Le droit à la santé et à la vie

Libération - Il faut réaliser que l’économie et la santé sont interdépendantes

Mai 2020, par Info santé sécu social

TRIBUNE

Par Barbara Stiegler, philosophe — 29 avril 2020

Pour la philosophe Barbara Stiegler, opposer « santé » et « économie », c’est faire le jeu de la logique marchande du profit. Si l’économie doit bel et bien organiser la vie humaine, elle ne peut le faire qu’en préservant celle-ci.

Sauver des vies ou sauver l’économie ? Faire passer la santé avant l’économie, ou relancer l’économie au détriment de la santé ? Cette alternative est un piège mortel. Et ses origines sont métaphysiques. L’opposition dualiste entre la valeur infinie de la vie et les valeurs calculables de l’économie est théorisée au XVIIIe siècle, par la philosophie morale de Kant. D’un côté, Kant affirme la dignité infinie de la vie, qui ne peut jamais s’évaluer dans l’ordre des prix. De l’autre, la philosophie utilitariste renvoie toute valeur à un calcul de peine et de plaisir, et bientôt de coût et de bénéfice.

La bourse ou la vie ?
Ce conflit rejoue lui-même une opposition bien plus ancienne entre le monde métaphysique des valeurs morales et celui, physique, matériel et empirique, des penchants, des désirs et des intérêts. Un siècle plus tard, un des enseignements fondamentaux de Nietzsche sera que ce dualisme conduit l’ensemble des valeurs à sa perte. Parce que le monde métaphysique des valeurs morales nie la réalité sensible, physique et matérielle de nos vies, il finit nécessairement par s’effondrer. L’ordre des prix, du calcul et du profit engloutit alors toutes les valeurs, qui finissent immanquablement, comme les cotations boursières, par se dévaloriser. C’est l’accomplissement du nihilisme, « processus par lequel les plus hautes valeurs se dévalorisent ». A la lumière de ce diagnostic, opposer la valeur infinie de la santé à l’économie, qui elle-même serait tout entière abandonnée à la logique du profit, nous conduit donc à notre perte.
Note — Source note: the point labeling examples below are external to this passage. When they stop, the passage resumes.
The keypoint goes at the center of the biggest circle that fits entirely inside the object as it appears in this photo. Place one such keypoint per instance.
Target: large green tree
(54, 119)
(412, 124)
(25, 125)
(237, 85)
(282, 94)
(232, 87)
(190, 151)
Au lieu de les opposer, il est urgent de réaliser que l’économie et la santé sont au contraire interdépendantes. La santé humaine, parce qu’elle est socialisée, engage toujours une forme d’organisation économique.

A ce titre, elle n’est ni une valeur morale ni une valeur en soi. Elle est plutôt l’enjeu d’un conflit d’évaluations. Ainsi, à l’hôpital, s’affrontent aujourd’hui deux visions économiques incompatibles de la santé : l’une, tout entière centrée sur l’innovation biotechnologique, l’optimisation et la performance, et l’autre, pour qui la santé publique implique un financement massif des activités de soin, délaissées par cette logique de l’innovation, et une politique continue d’action sociale, qui redéfinit en profondeur l’organisation économique de nos sociétés. L’économie, de la même manière, est un champ conflictuel où s’affrontent des évaluations incompatibles sur le sens de la vie et de la santé, ce qu’avait déjà dit Marx. Ainsi s’affrontent aujourd’hui, autour de l’Etat social, deux visions antagonistes de l’avenir de la vie. L’une voit dans la santé un champ d’optimisation continue des performances.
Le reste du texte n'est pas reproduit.